Relazioni Invitate e Tutorial

Relatori Invitati

  • Gerhard Brewka, University of Leipzig, Germania

    Nonmonotonic Tools for Argumentation

    In argumentation, the question whether a (pro)position p is accepted or not is decided by constructing and possibly weighing arguments pro and con p. The arguments are generated from a – possibly inconsistent and/or defeasible – knowledge base. Several nonmonotonic tools have been developed which abstract away from the specific content of the arguments and focus on particular services, for instance for conflict solving among arguments.

    The most popular example of such a tool are Dung’s argumentation frameworks (AFs) which define a "calculus of opposition" and are probably the simplest nonmonotonic systems available. Given a set of arguments with an attack relation among them, AFs come with different semantics, where a semantics specifies which subsets of the arguments are acceptable. The different semantics represent different intuitions how to select arguments, as well as different degrees of skepticism.

    In the talk I will present abstract dialectical frameworks (ADFs), a powerful generalization of AFs where nodes in the argument graph, rather than having an implicit acceptance condition, come with an explicit boolean function specifying when the node is to be accepted based on the status of its parents. This allows us to represent support in addition to attack, and to express flexible ways of taking pro and con arguments into account.
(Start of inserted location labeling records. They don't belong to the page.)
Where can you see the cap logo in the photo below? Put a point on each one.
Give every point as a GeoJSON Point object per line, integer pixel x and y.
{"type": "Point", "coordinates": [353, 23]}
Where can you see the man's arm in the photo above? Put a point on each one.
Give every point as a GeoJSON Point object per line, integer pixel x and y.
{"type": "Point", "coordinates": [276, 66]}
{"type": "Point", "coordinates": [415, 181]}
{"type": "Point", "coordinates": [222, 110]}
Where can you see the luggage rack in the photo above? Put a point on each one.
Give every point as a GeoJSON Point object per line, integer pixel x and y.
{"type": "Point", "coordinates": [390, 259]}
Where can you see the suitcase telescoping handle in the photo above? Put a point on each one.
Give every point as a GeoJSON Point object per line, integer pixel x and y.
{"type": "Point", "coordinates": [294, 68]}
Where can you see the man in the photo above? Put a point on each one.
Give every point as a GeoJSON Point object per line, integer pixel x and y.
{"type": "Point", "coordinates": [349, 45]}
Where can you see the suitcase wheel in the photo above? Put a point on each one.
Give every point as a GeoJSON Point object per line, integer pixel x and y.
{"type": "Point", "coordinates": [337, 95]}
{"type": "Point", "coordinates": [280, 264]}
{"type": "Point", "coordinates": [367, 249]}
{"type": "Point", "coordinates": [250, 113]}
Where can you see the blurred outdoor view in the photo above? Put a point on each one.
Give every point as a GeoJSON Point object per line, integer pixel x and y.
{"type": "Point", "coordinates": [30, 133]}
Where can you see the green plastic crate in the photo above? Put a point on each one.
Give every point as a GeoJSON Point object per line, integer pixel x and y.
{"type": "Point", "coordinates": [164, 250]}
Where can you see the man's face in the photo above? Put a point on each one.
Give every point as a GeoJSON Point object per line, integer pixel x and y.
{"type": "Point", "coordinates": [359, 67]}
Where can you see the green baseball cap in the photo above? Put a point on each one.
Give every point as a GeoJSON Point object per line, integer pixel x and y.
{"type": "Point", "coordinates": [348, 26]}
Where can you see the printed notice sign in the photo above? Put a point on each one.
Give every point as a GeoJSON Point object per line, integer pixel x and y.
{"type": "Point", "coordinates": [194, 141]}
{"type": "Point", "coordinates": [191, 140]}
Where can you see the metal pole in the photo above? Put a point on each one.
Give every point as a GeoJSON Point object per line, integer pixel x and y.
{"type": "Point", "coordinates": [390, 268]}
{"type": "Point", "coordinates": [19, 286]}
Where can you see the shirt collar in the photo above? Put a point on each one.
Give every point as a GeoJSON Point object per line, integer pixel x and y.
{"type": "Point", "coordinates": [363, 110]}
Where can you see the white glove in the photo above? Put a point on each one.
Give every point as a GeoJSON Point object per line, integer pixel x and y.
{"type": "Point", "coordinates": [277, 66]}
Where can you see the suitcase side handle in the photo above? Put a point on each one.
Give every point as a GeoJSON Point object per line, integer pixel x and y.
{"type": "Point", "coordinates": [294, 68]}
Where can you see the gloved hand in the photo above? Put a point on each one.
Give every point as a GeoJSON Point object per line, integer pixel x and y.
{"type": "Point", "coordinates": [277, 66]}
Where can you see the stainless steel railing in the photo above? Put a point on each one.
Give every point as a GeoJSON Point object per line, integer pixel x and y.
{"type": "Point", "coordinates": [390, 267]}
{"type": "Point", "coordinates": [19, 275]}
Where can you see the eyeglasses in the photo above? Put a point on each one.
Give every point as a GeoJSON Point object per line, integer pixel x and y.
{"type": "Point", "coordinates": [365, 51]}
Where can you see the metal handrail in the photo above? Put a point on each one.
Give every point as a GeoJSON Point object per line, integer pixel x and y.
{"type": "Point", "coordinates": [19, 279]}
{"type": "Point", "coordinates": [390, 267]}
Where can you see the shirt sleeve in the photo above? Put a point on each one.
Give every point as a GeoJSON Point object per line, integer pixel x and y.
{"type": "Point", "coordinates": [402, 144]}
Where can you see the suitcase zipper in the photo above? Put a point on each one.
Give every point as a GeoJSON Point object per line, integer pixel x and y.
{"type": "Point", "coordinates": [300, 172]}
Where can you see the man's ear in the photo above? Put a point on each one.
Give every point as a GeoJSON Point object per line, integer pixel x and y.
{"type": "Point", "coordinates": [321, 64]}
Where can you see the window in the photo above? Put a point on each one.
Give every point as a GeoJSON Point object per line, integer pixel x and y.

    We illustrate the usefulness of ADFs by reconstructing Carneades argument evaluation structures (CAES). Carneades, developed by Gordon, Prakken and Walton, is an influential and widely cited argumentation system, motivated by the needs of legal argumentation. It covers relevant aspects such as burden of proof, proof standards and the like. We show how CAES can be reconstructed as ADFs. This not only demonstrates the generality of ADFs. It also allows us to lift a restriction of CAES to acyclic sets of arguments and provides the generalized systems with the standard semantics developed by Dung.

  • Gerhard Friedrich, Alpen-Adria University Klagenfurt, Austria

    Why even old AI-folks get very excited about Answer Set Programming

    Twenty years ago, when my project group first tried to use Datalog to solve configuration tasks for a large international company, it failed even for the simplest of cases because of excessive runtime. Other approaches like description logic were not even able to express the problem.

    However, times have changed dramatically and the success of Answer Set Programming (ASP) has been underlined by many prominent success stories. So the question is not if ASP will be successful in solving practical problems but rather whether it can become the major knowledge representation language.

    In order to answer this question I will investigate three classical problem domains of Artificial Intelligence: (1) diagnosis-from-first principles and repair which has recently been applied to self-healing processes and web services, (2) configuration, and (3) recommender systems.

    I will show that ASP allows these problems to be represented very simply and that ASP provides reasoning services which closely fit the original problem specifications. However, there is still work for the ASP community. Based on long-standing experience in developing real-world knowledge-based systems I will pinpoint open issues which deserve further investigation in order to expand the applicability of ASP.

    Concluding, ASP reasoning systems provide the knowledge representation and processing environments that many AI-folks have waited a long time for.


  • Axel Polleres, National University of Ireland, Irlanda

    The Role of Logics and Logic Programming in Semantic Web Standards (OWL2, RIF, SPARQL1.1)

    In this tutorial, we will give an overview of the new W3C standards OWL2 and RIF and their interplay with the query language SPARQL, particularly the new version of SPARQL, SPARQL 1.1 currently being worked on in W3C.

    As we will see, fragments of these standards can be reduced to fragments of Logic Programming, and practical systems consuming these Web languages can be developed on top of engines such as DLV.